Understanding AWS Lambda Concurrency: Cold Starts, Warm Starts, and Container Reuse
When discussing AWS Lambda, a common point of confusion revolves around how concurrency is managed and what exactly happens when your function scales. Let's clarify the mechanics of Lambda concurrency, focusing on container reuse, new container creation, and the concept of "cold starts" versus "warm starts."
Lambda Doesn't "Create New Lambdas" for Concurrency
It's a common misconception that each concurrent execution of a Lambda function results in the creation of a "new Lambda." This isn't accurate. Instead, Lambda manages containers – isolated runtime environments where your function code executes.
What Actually Happens:
1. Container Reuse (Warm Starts)
AWS Lambda prioritizes reusing existing containers whenever possible. If a container has just finished processing a request, it remains "warm" for a period (typically around 15 minutes). When a new request arrives for the same function, and a warm container is available, Lambda can immediately route the request to that container.
- This is known as a "warm start."
- Warm starts are significantly faster because they bypass the overhead of setting up a new execution environment.
- There's no initialization overhead for your function code in a warm start, as the environment and code are already loaded.
2. New Container Creation (Cold Starts)
Lambda only creates a new container when:
- No warm containers are available to handle an incoming request.
- The number of concurrent requests exceeds the currently available warm containers.
- An existing container has been idle for too long and was terminated by the Lambda service.
When a new container is created, this leads to a "cold start."

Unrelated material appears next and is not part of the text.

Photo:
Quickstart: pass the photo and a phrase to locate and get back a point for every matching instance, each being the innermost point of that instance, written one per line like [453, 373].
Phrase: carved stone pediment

3. The Process Illustrated:
Consider a scenario with sequential and concurrent requests:
- Request 1 comes in: A new container is created (cold start). Your function code is downloaded, the runtime environment is initialized, and your code is loaded.
- Request 1 finishes: The container stays warm for a period (e.g., ~15 minutes), waiting for another request.
- Request 2 comes in (shortly after Request 1 finishes): If the container from Request 1 is still warm, it reuses that existing container (warm start).
BUT, if Request 2 comes in while Request 1 is still running:
- A new container is created for Request 2 (cold start). This is because the first container is busy, and Lambda needs to handle the new concurrent request.
Key Points:
- Same Lambda function = Same deployment/code: Regardless of how many containers are running, they all execute the same version of your deployed Lambda function code.
- Concurrent executions = Multiple containers running that same code: The number of concurrent executions directly correlates to the number of active containers processing requests at that moment.
- Container ≠ New Lambda function: A container is a temporary runtime environment, not a new deployment or instance of your Lambda function definition.
- Containers are temporary: They are managed by AWS and are spun up and down as needed to meet demand.
Example:
If you have 1 Lambda function deployed and receive 50 concurrent requests, the result will be up to 50 containers running the same function code simultaneously. After the traffic subsides, most of these containers will be terminated, with perhaps 1-2 kept warm for future requests.
So, concurrent execution creates new containers/instances, not new Lambda functions.
Total Concurrent Execution == Total Container Lambda?
Yes, exactly! The total number of concurrent executions at any given moment is equal to the total number of active Lambda containers. Each concurrent execution runs in its own container:
- 1 concurrent execution = 1 active container
- 50 concurrent executions = 50 active containers
- 0 concurrent executions = 0 active containers (all containers either terminated or idle)
Visual Example:
Lambda Function "ProcessOrder"
├── Container 1 (handling request A) ← 1 concurrent execution
├── Container 2 (handling request B) ← 1 concurrent execution
├── Container 3 (handling request C) ← 1 concurrent execution
└── Container 4 (warm, waiting) ← 0 concurrent executions
Total: 3 concurrent executions = 3 active containers
Important Notes:
- Active containers: These are containers currently processing requests.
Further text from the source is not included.